Fruit de la spiritualité franciscaine, le chemin de croix, en invitant les fidèles à considérer avec compassion et douleur la Passion du Christ, et à mesurer leur propre responsabilité de pécheurs dans les souffrances qu’Il endura pour notre rédemption, a parfois été regardé par les beaux esprits comme une dévotion sentimentale, doloriste, et dépassée dont il convenait de se détourner.
Elle s’est pourtant maintenue vaille que vaille et, si assez rares sont ceux qui peuvent ou veulent accomplir un chemin de croix chaque vendredi, voire simplement ceux de carême, celui du Vendredi Saint attire encore, un peu partout, de nombreux fidèles. Ils doivent alors parfois surmonter un autre obstacle : sur quels textes, quelles méditations s’appuyer ?
Certains, avec une bonne volonté pas toujours couronnée de succès, improvisent et découvrent trop tard que le genre, qui réclame des compétences littéraires et théologiques, n’est pas si facile qu’il y paraît.
Les traditionalistes, prudents, s’en tiennent à des chemins de croix anciens, souvent d’une vraie richesse spirituelle, mais qui, d’un point de vue littéraire, peuvent avoir vieilli jusqu’à faire sourire. Les autres piochent dans des versions actualisées dont le style vieillira plus vite encore ou qui, à l’occasion, partent dans des digressions extravagantes politiques, écologiques ou autres, dont le rapport avec la Passion n’est pas fatalement évident.
À titre d’exemple, en voici deux, récents, utilisables pour des dévotions privées ou en communauté.

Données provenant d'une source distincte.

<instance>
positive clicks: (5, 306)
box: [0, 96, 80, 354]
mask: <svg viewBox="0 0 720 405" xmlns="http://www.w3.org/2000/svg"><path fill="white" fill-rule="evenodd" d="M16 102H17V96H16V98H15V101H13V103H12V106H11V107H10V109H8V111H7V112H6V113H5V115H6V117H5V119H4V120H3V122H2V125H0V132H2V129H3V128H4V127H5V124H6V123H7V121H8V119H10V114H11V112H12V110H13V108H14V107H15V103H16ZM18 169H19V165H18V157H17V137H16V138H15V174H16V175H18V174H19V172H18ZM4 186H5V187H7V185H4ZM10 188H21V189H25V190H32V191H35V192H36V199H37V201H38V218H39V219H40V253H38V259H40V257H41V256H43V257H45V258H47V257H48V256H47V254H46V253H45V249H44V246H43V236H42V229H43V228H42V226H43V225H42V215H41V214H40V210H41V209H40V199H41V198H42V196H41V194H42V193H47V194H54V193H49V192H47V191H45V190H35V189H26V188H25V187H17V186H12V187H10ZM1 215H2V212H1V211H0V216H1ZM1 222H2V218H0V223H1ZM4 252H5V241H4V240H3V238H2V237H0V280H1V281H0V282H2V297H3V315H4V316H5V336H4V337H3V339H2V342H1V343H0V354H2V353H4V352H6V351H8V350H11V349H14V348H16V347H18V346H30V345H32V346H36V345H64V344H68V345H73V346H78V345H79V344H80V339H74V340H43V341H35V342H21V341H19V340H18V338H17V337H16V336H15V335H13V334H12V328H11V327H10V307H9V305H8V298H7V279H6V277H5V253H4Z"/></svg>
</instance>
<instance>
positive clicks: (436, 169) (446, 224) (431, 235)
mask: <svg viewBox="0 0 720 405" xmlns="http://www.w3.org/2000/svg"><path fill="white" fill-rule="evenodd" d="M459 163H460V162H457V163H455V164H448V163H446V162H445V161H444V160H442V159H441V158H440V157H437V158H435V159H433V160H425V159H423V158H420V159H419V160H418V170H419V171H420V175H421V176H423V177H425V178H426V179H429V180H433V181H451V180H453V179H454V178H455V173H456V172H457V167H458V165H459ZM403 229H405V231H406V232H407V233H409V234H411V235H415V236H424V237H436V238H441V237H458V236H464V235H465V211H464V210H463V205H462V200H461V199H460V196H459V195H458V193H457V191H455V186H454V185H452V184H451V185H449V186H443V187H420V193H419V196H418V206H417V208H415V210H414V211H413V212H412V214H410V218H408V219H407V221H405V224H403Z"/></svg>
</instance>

Le Père Antoine Birot propose un Chemin de Croix trinitaire ( Salvator. 95 p. 9,90 €) avec le cardinal Hans Urs Von Balthasar et sa convertie mystique, Adrienne Von Speyr. Pour beaucoup de chrétiens, la Passion peut, en effet, apparaître soit comme un châtiment infligé par le Père et dont le Fils serait la victime consentante, ce qui fait alors de la Première Personne de la Sainte Trinité une sorte de monstre, soit comme la seule affaire du Christ, Son épreuve à laquelle le Père et le Saint Esprit demeureraient étrangers ; une autre dérive, parfois poussée jusqu’à l’hérésie, consiste au contraire à croire que la Trinité entière deviendrait participante de la mort du Fils sur la Croix quasiment jusqu’à mourir, elle aussi. L’on entre là dans des questionnements théologiques qui n’ont cessé d’interroger les chrétiens depuis les commencements de l’Église et ont pu aboutir, surtout en Orient, à d’étranges dérives.

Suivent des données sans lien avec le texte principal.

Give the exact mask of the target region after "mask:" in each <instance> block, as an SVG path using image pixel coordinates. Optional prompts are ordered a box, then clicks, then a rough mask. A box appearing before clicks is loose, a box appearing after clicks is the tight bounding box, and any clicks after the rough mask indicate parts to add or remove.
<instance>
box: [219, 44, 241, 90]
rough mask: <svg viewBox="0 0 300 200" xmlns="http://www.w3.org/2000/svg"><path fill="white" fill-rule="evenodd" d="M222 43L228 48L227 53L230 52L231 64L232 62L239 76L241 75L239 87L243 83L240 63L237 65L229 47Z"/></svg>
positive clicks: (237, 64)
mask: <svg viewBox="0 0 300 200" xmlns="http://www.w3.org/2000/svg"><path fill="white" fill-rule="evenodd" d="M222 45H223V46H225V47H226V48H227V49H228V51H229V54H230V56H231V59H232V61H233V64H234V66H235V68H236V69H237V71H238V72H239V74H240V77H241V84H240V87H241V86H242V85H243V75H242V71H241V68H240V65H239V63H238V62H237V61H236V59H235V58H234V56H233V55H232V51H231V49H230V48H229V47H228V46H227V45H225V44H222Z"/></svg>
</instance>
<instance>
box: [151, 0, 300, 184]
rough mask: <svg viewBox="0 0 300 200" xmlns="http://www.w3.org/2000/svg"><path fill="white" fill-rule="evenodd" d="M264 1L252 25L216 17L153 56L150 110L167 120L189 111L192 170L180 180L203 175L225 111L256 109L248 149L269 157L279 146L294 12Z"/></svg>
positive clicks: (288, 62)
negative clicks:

Ce chemin de Croix se veut une réflexion saine, et catholique, sur l’implication des Trois Personnes trinitaires dans la Passion. L’on y trouve de beaux passages, propres à élever la réflexion mais l’ensemble peut déconcerter. Non pas tant les passages empruntés au cardinal Von Balthasar que ceux d’Adrienne Von Speyr, dont on ne sait trop s’il faut en attribuer les ambiguïtés à l’incapacité, bien connue des mystiques, à rendre par des mots des réalités ineffables, ou à son passé protestant qui imprégnerait son vocabulaire de façon troublante pour des oreilles catholiques.
Quoiqu’il en soit, mieux vaut laisser cette réflexion, toute profonde qu’elle soit, sur la kénose du Christ, à des personnes en possession d’un certain bagage théologique. L’on regrettera, par ailleurs, l’indigence des illustrations.
Ce reproche ne saurait être fait aux Méditations sur le chemin de Croix avec les vitraux de Saint-Eugène-Sainte-Cécile de Marie-Line Burguière ( Téqui ; 30 p ; 9 €.) Ce chemin de croix, pensé par cette paroisse traditionaliste parisienne, est d’un classicisme de pensée de bon aloi, mais débarrassé des mièvreries pieuses qui encombraient trop souvent l’exercice et qui incitent parfois plus aux ricanements qu’au recueillement. La prière personnelle, à laquelle il se prête bien, sera heureusement soutenue par la contemplation des beaux vitraux de l’église correspondant aux diverses stations. Cela en fait une valeur sûre qui ne décevra personne.